When I came out, the tilt-bed tow truck fetching the red car was parked semi-across T-Hoe's right rear flank. I was able to maneuver around it to escape. I almost made it home without further incident.

I heard my phone concertina (I'm using concertina as a verb, because that's the sound I've set for my text notifications) as I coasted T-Hoe down Mailbox Hill. Once I grabbed the lone piece of (junk) mail from the back of EmBee's throat, I closed her gaping maw, and started up the gravel road. NOBODY at the Creach this day, the driverless van I saw on the way out having disappeared.

Just past the bus-waiting shack, I checked my phone. I had a warning from The Pony:

"Bog truck hauling rock just went by in front of the house. Be careful."

That boy has his daddy's spelling talent sometimes. Well-versed in reading Hickinese, I knew he meant a BIG truck. The Rockers are back!

I was on the lookout, and sure enough, just before I reached the flat waterfall entrance, here came a BOG truck. I was able to steer T-Hoe into the foliage and let it pass. Thanks to The Pony's timely warning. On I went, less than a mile from home.


Rounding the curve to climb Hick and Buddy's Badly Blacktopped Hill, I encountered our GARBAGE TRUCK. I was glad to see him, because our trash didn't get picked up last week (nor our neighbors'), so at least I knew our overflowing dumpster had been serviced. But now I had to escape this 0 mph game of chicken.

I had no choice but to guide T-Hoe across the deep rut on the right, left by the torrential storm of Monday night. It might have been about 2 feet deep. Lucky for me, T-Hoe's tire was of sufficient diameter to roll across the narrow (yet deep) gap, to rest on the other side.

Garbage Man gassed his giant vehicle and blew past me. I crept along until I could get T-Hoe back on the gravel where the chasm narrowed. The Pony later said he didn't have time to text me about THAT bog truck, since I turned into the driveway as soon as he'd retrieved the dumpster.

Here's the thing.

In burdening The Pony with my tribulations, he suddenly said,

"You think YOU had it bad? I got up from the new recliner, and something stabbed into my foot! All the way in! I had to sit down and pull it out. IT WAS ONE OF DAD'S TOENAILS!!!"

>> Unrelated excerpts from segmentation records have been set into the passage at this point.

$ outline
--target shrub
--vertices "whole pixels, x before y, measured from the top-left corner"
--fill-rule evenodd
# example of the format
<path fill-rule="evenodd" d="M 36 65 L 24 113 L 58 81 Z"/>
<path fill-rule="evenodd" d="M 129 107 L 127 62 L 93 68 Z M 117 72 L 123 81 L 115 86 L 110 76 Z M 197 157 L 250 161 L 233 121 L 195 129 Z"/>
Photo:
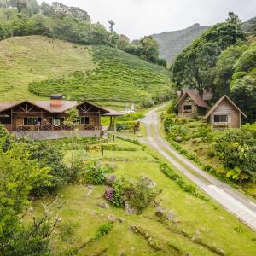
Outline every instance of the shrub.
<path fill-rule="evenodd" d="M 79 183 L 102 185 L 105 183 L 105 180 L 104 169 L 99 162 L 93 160 L 82 166 L 79 173 Z"/>
<path fill-rule="evenodd" d="M 79 223 L 73 221 L 67 221 L 60 226 L 60 234 L 62 241 L 68 241 L 73 243 L 74 241 L 73 236 L 75 230 L 79 226 Z"/>
<path fill-rule="evenodd" d="M 215 149 L 229 169 L 227 177 L 256 181 L 256 141 L 249 132 L 226 131 L 216 138 Z"/>
<path fill-rule="evenodd" d="M 127 202 L 141 213 L 157 195 L 153 187 L 149 178 L 139 178 L 137 182 L 120 178 L 106 189 L 104 196 L 115 207 L 124 207 Z"/>
<path fill-rule="evenodd" d="M 213 138 L 213 133 L 208 125 L 204 125 L 197 129 L 194 137 L 201 138 L 204 143 L 211 142 Z"/>
<path fill-rule="evenodd" d="M 29 153 L 29 160 L 37 160 L 41 168 L 50 168 L 51 186 L 42 187 L 38 193 L 50 192 L 67 183 L 70 172 L 64 164 L 64 154 L 57 147 L 48 142 L 28 142 L 26 150 Z"/>
<path fill-rule="evenodd" d="M 116 130 L 117 131 L 121 131 L 123 130 L 131 130 L 134 127 L 135 124 L 135 121 L 118 122 L 116 124 Z"/>
<path fill-rule="evenodd" d="M 254 139 L 256 139 L 256 123 L 254 124 L 246 124 L 241 126 L 241 131 L 250 132 Z"/>
<path fill-rule="evenodd" d="M 179 175 L 177 175 L 167 164 L 162 164 L 160 167 L 160 171 L 166 174 L 172 180 L 185 192 L 189 193 L 191 195 L 200 198 L 203 201 L 208 201 L 202 194 L 197 192 L 196 187 L 187 183 Z"/>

I cried because I got stuck in a rut by a passing garbage truck, and then I met a Pony who got stuck in the foot by his father's toenail.

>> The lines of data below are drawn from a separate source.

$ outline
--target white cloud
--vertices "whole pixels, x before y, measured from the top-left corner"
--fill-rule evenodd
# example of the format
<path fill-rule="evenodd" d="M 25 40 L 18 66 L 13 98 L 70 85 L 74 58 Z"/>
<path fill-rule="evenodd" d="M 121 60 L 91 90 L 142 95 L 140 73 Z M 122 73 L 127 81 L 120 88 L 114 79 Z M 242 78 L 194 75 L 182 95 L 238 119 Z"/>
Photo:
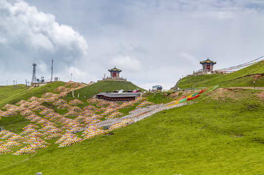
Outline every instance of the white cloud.
<path fill-rule="evenodd" d="M 4 52 L 0 59 L 4 60 L 4 69 L 16 67 L 16 71 L 32 75 L 28 70 L 36 59 L 40 63 L 37 72 L 50 75 L 47 65 L 53 57 L 61 66 L 57 67 L 60 71 L 87 56 L 88 44 L 78 32 L 23 0 L 13 5 L 0 0 L 0 52 Z"/>
<path fill-rule="evenodd" d="M 133 56 L 128 55 L 115 56 L 108 62 L 108 64 L 128 71 L 138 70 L 142 67 L 140 61 Z"/>
<path fill-rule="evenodd" d="M 192 56 L 187 53 L 182 52 L 179 53 L 179 55 L 181 57 L 182 59 L 187 59 L 188 61 L 191 61 L 191 63 L 196 63 L 198 62 L 198 60 L 194 56 Z"/>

I'd take him for a rabies shot if it wasn't so difficult to see an in-person doctor...


  1. That was completely unexpected and funnier that ever.

    1. I did find it funny, because it happened to The Pony, and not to ME! At first I thought he was going to tell me something trivial, like nothing good being on TV while I was gone.

  2. Girl, you should have just stayed home! All was conspiring against you. AND then the toenail. Don't know what to say.

    1. Then again, after hearing The Pony's unfortunate event, I could consider my glass half FULL!

  3. Replies
    1. I have a feeling that Hick's toenail in The Pony's foot might be a thorn in his side for years to come...

  4. The Pony definitely won! Tell Hick I said he should cut his toenails outside, all year round, I don't care what the weather is like.
    I'm astonished at the assistant having to punch in numbers to check the Powerball tickets. Our tickets, Powerball and other types, have barcodes and near the outlet is a small scanner where we can check the tickets ourselves just by holding the barcode under. If we prefer the assistant to do the checking, she just runs it through the same machine that dispenses them. Super quick and easy. Unless you're in line behind someone with dozens of tickets. I once was in line behind a man purchasing dozens of tickets and paying almost $1000 which he so casually pulled from his wallet. His very fat wallet.

    1. Yeah, Hick can cut his toenails outside. Juno's house might be a good location, though I don't want to punish my Sweet, Sweet Juno.

      The Powerball tickets had the barcode, but the scanner wasn't working. The School-Turn Casey's had the same problem last week, and the Gas Station Chicken Store a few days before that. Not sure what is going on with the equipment. The long chain of numbers is a backup plan, with their verification system.